Research from MoneyFacts shows that, until eight or nine years ago, fixed mortgages were virtually unheard of. Even in 1991, only 23 out of about 100 lenders offered fixed rates. Within a year, almost half did.

The property recession forced lenders to introduce incentives to attract custom. Discounted mortgages were the first, followed by cashback mortgages. At first, these were offered only to people moving house but are now available to anyone wishing to remortgage.

In turn, this means swapping lenders has become the logical way to get a better deal, increasing the need to penalise existing borrowers to entice new ones.

Ms Burn points out that few lenders actively try to encourage loyalty from existing borrowers. Just 12 offer preferential rates if customers have been with the lender for more than five years.
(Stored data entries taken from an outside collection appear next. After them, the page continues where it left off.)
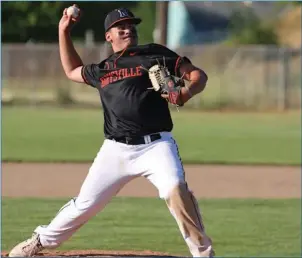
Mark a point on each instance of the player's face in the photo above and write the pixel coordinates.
(122, 36)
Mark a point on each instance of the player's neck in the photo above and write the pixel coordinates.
(117, 49)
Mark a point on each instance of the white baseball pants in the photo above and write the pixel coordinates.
(114, 166)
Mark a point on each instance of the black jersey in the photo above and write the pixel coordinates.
(130, 108)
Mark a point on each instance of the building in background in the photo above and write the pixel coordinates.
(206, 22)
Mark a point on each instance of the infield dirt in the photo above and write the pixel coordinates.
(206, 181)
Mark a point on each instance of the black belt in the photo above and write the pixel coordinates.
(137, 140)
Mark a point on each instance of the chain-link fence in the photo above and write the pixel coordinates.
(254, 78)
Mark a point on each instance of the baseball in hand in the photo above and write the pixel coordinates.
(72, 11)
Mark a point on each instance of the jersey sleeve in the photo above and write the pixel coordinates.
(90, 74)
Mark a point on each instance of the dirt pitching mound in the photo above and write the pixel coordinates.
(98, 253)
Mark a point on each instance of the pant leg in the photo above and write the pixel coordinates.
(105, 178)
(165, 171)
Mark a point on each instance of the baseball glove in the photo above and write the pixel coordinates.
(163, 82)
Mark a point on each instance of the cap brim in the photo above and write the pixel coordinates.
(133, 20)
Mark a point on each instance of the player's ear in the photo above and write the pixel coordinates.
(108, 36)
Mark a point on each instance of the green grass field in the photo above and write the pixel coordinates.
(53, 134)
(238, 227)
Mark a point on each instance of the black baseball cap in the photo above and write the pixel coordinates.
(118, 15)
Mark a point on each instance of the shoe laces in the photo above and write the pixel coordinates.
(33, 245)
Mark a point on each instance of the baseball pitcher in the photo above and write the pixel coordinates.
(136, 84)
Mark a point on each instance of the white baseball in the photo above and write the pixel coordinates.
(72, 11)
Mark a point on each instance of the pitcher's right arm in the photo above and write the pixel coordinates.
(71, 61)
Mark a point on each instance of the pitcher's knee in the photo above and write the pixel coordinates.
(185, 210)
(68, 219)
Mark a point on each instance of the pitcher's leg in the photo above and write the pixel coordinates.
(105, 178)
(167, 174)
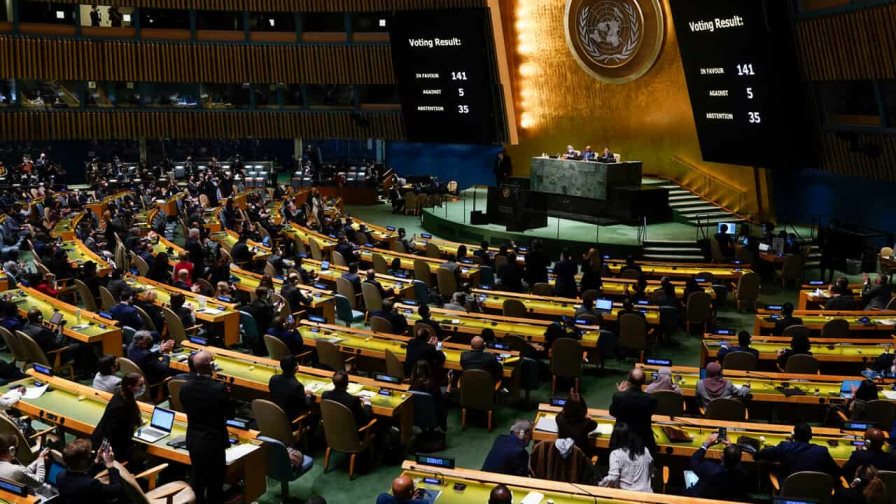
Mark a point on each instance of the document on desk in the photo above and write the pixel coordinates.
(236, 452)
(547, 424)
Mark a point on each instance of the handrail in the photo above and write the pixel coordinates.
(703, 172)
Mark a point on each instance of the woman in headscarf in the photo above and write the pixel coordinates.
(715, 387)
(663, 381)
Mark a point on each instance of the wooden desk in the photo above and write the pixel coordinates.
(553, 307)
(222, 317)
(478, 485)
(472, 324)
(91, 328)
(77, 408)
(353, 341)
(880, 321)
(857, 352)
(699, 429)
(253, 374)
(321, 300)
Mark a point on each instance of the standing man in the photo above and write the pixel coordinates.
(503, 168)
(207, 405)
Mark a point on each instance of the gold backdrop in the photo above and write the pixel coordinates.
(649, 119)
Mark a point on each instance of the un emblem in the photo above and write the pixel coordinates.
(615, 41)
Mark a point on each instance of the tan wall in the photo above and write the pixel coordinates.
(649, 119)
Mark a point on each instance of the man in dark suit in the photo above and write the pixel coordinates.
(503, 167)
(872, 454)
(360, 408)
(207, 405)
(787, 319)
(725, 481)
(287, 392)
(125, 313)
(508, 454)
(478, 358)
(79, 483)
(876, 296)
(399, 323)
(511, 275)
(635, 407)
(240, 251)
(293, 294)
(422, 347)
(799, 455)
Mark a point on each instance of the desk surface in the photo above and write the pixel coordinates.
(479, 484)
(699, 429)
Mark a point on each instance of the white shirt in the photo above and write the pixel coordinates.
(629, 474)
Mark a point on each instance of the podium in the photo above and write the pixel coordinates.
(517, 209)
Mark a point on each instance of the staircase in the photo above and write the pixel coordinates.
(690, 208)
(672, 250)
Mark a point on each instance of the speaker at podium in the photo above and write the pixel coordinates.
(516, 208)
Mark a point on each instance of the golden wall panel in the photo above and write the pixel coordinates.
(117, 60)
(648, 119)
(124, 124)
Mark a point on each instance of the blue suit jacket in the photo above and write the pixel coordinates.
(795, 457)
(507, 456)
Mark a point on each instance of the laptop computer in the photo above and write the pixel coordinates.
(159, 426)
(604, 305)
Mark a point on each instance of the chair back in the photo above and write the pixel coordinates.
(725, 408)
(423, 272)
(432, 250)
(340, 429)
(424, 410)
(338, 258)
(379, 263)
(514, 308)
(447, 281)
(272, 421)
(277, 349)
(248, 325)
(380, 324)
(796, 330)
(810, 485)
(32, 349)
(373, 300)
(836, 329)
(477, 391)
(740, 361)
(632, 332)
(699, 307)
(543, 289)
(279, 466)
(107, 301)
(176, 329)
(329, 355)
(881, 412)
(748, 287)
(397, 246)
(394, 367)
(347, 290)
(668, 403)
(86, 296)
(316, 253)
(566, 358)
(548, 463)
(344, 309)
(16, 348)
(23, 453)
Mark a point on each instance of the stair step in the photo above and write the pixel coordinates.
(664, 250)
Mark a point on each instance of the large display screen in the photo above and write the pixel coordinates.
(743, 79)
(447, 79)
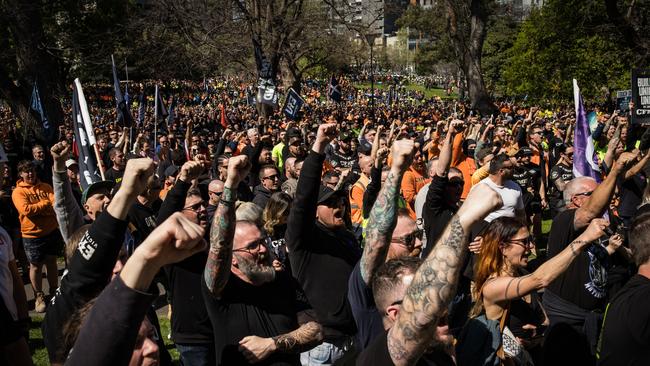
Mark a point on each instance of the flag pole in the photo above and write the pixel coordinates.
(155, 120)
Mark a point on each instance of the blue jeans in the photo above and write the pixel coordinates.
(199, 354)
(329, 354)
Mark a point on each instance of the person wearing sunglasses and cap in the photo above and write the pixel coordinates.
(252, 307)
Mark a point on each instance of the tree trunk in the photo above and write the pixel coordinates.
(478, 95)
(35, 63)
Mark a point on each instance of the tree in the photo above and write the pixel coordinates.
(467, 28)
(551, 49)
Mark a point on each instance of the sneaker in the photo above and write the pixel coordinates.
(39, 303)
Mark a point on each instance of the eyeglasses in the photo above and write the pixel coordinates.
(408, 240)
(254, 245)
(527, 242)
(195, 207)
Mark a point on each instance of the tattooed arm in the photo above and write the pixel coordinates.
(383, 216)
(256, 349)
(433, 286)
(222, 232)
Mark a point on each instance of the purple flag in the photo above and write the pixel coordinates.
(585, 160)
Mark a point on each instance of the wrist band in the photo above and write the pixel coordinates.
(573, 249)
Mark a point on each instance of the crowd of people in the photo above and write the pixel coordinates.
(405, 231)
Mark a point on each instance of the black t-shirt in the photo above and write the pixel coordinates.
(437, 213)
(564, 172)
(625, 338)
(631, 191)
(343, 161)
(243, 310)
(364, 309)
(190, 321)
(377, 355)
(527, 176)
(584, 283)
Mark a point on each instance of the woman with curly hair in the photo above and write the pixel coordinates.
(505, 292)
(274, 218)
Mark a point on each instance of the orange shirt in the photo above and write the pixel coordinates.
(35, 205)
(463, 163)
(356, 198)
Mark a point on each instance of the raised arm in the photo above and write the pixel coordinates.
(444, 161)
(507, 288)
(383, 216)
(433, 285)
(69, 215)
(91, 265)
(301, 219)
(222, 232)
(175, 199)
(108, 337)
(601, 196)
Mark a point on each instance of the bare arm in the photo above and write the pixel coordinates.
(507, 288)
(637, 167)
(599, 199)
(383, 216)
(257, 349)
(217, 267)
(301, 339)
(434, 283)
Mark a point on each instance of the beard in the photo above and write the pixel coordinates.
(258, 273)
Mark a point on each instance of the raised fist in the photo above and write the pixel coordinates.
(172, 241)
(60, 153)
(136, 175)
(403, 151)
(595, 230)
(190, 171)
(238, 168)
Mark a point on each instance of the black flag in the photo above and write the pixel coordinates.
(84, 139)
(123, 114)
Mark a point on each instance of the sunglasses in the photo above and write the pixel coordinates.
(527, 242)
(408, 240)
(254, 245)
(586, 194)
(195, 207)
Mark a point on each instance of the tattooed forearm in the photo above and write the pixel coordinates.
(428, 296)
(304, 338)
(217, 267)
(381, 223)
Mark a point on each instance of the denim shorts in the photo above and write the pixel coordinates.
(37, 249)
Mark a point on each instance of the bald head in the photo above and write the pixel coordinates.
(578, 186)
(215, 189)
(365, 164)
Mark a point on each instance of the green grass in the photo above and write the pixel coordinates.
(39, 353)
(428, 93)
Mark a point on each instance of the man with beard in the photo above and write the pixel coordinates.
(413, 297)
(343, 157)
(253, 308)
(270, 183)
(323, 252)
(191, 330)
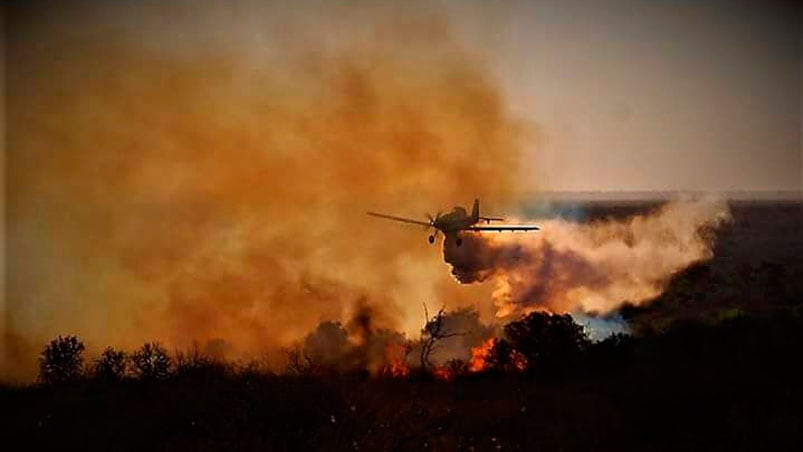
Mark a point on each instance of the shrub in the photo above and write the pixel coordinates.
(151, 362)
(111, 365)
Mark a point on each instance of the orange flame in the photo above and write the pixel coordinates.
(442, 373)
(480, 355)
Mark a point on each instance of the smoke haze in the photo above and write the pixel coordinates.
(201, 172)
(195, 192)
(591, 267)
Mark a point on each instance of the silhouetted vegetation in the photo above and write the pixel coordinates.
(696, 385)
(111, 365)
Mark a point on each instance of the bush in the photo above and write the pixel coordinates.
(547, 341)
(151, 362)
(61, 360)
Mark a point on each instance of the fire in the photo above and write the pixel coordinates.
(480, 355)
(519, 361)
Of those, all are building societies bar Northern Rock.

But she adds: "Most of these loyalty schemes still compare badly with the rates some new borrowers are being offered."

Among lenders with loyalty packages is Coventry BS, which offers a variable rate of 7.95 per cent to those who have been with the society more than 61 months. Bradford & Bingley offers a variable rate of 8.25 per cent if borrowers have been with it for two years or more, while Britannia pays a cash bonus, depending on the size of the loan and the number of years they have been with the society.